In Australia alone, international and domestic tourists spent over $100 billion across the 2013-2014 financial year and more than 13 per cent of the total 2.1 million businesses in the country operate within the industry.
But while Australians are more in love with travel than ever before, the way we travel is changing. It’s no secret that long gone are the days when the only option for planning a holiday was a trip to the local travel agency. More and more, we’re heading online to plan and purchase holidays, whether it’s a weekend getaway or a year abroad, and we’re increasingly using our smartphones and tablets to do so.
In fact, Criteo research shows that the share of travel bookings made using mobile devices in Australia has grown from 5.7 per cent to 28.8 per cent from January 2014 to January 2015. Whether it’s the convenience, flexibility or access to special discounts, the popularity of smartphones and tablets for bookings is growing rapidly and the travel industry should pay close attention.
Mobile devices dominate for most of the online travel industry growth
Growth in the global online travel industry can be largely attributed to mobile device use, with a 20 per cent increase of bookings during the first half of the year, compared to only two per cent for desktop bookings. Specifically, the percentage of hotel bookings in Australia by mobile grew from 15 per cent to 37 per cent, with growth in the Air and Packages categories less noticeable.
Interestingly, when it comes to the more expensive purchases such as all inclusive packages, users still seem to feel more comfortable booking on desktops, closely followed by iPads, where all the relevant information clearly at hand.
Both tablets and smartphones play a key, but different role
Tablets are now an established way of booking travel and in Australia iPads account for 11 per cent of flight bookings and 15 per cent for hotels. Desktop traffic tends to shift to tablets during evenings and weekends — it seems that after a hard day’s work, users prefer to grab a tablet and relax back on the couch or around the kitchen table to plan their trips with friends and family.

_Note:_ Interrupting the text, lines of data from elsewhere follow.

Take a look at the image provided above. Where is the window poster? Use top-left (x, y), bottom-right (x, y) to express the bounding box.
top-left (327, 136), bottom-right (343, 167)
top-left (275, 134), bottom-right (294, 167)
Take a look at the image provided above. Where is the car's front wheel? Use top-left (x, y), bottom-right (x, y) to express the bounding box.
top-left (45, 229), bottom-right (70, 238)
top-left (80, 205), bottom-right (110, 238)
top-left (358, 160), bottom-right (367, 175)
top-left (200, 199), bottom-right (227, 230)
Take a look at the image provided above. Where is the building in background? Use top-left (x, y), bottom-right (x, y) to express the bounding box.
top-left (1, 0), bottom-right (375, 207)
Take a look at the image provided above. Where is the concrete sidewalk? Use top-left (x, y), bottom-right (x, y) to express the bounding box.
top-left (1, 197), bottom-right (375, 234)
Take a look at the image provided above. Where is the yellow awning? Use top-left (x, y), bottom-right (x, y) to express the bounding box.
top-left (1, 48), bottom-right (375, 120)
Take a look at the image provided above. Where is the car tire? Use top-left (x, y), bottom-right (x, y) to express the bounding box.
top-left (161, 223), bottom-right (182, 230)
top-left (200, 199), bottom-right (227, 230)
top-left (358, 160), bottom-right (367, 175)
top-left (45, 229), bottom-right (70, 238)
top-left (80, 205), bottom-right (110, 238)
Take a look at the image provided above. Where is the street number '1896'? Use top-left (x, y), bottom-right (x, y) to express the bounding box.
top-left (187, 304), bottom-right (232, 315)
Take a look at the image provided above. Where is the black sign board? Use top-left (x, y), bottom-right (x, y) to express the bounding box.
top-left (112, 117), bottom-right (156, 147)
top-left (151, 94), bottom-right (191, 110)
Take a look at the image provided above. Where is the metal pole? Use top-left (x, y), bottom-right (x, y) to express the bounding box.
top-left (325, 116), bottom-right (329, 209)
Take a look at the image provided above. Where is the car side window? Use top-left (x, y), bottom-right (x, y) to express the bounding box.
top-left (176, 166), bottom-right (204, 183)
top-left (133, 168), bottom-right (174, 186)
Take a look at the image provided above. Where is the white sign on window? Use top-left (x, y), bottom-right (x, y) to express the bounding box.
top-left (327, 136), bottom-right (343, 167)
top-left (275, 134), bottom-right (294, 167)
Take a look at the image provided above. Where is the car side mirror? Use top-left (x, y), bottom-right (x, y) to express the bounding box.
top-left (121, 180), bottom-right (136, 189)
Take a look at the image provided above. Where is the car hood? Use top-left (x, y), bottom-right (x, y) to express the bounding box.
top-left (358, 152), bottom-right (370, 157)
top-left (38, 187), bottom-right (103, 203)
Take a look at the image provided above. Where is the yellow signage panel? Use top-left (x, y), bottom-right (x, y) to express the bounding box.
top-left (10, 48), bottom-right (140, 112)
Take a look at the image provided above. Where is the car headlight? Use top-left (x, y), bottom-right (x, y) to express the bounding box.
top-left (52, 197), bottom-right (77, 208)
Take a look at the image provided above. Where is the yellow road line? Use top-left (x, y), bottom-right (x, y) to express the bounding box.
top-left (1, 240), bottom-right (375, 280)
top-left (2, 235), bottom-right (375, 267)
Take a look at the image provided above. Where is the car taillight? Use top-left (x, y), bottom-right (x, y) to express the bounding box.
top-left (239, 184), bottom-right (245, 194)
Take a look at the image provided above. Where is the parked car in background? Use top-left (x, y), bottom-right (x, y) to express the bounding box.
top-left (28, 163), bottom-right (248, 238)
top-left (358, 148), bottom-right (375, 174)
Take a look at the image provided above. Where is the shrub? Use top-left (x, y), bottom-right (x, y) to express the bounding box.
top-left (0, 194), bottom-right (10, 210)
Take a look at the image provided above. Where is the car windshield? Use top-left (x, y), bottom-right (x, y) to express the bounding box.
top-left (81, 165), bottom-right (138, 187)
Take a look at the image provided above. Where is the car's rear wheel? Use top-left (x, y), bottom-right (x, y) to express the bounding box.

So what about smartphone use? Smartphones don’t have such a smooth ride, unfortunately, as there can be a number of barriers to booking. These include small screen size, lack of mobile optimised websites and patchy internet connections. It is now well understood that smartphone bookings are mostly done last-minute and during the holiday, when there are no other convenient options (think car rentals on the way to the airport or accommodation bookings at baggage claim). Criteo research shows that more than half of Air Bookings made from smartphones are last minute, and for hotel bookings, 44 per cent of iPhone bookings are last-minute compared with 36 per cent of desktop bookings.
For this reason, it’s no surprise that the average value of Air Bookings is significantly higher on smartphones than desktop or tablets.
With all of that said, what now? Tablets and smartphones may make travel marketing (slightly) more complex, but they also provide new ways to reach consumers that simply weren’t available before. As customers spend more time on mobile, and move seamlessly across all their devices, advertisers need to develop marketing strategies that reflect this. These are a few things that it is clear marketers need to be thinking about when targeting holidaymakers:
- Optimise their sites for tablets, using technologies like responsive design, high quality images and touch-optimised controls.
- Simplify and streamline the booking experience for smaller-sized mobile devices, mostly used for last-minute, short stays.
- Integrate with mobile-friendly payment systems, to speed up the path to booking on smartphones.
The winners in the future will be the brands that adapt best to their customers changing habits, and take the necessary, bold steps forward.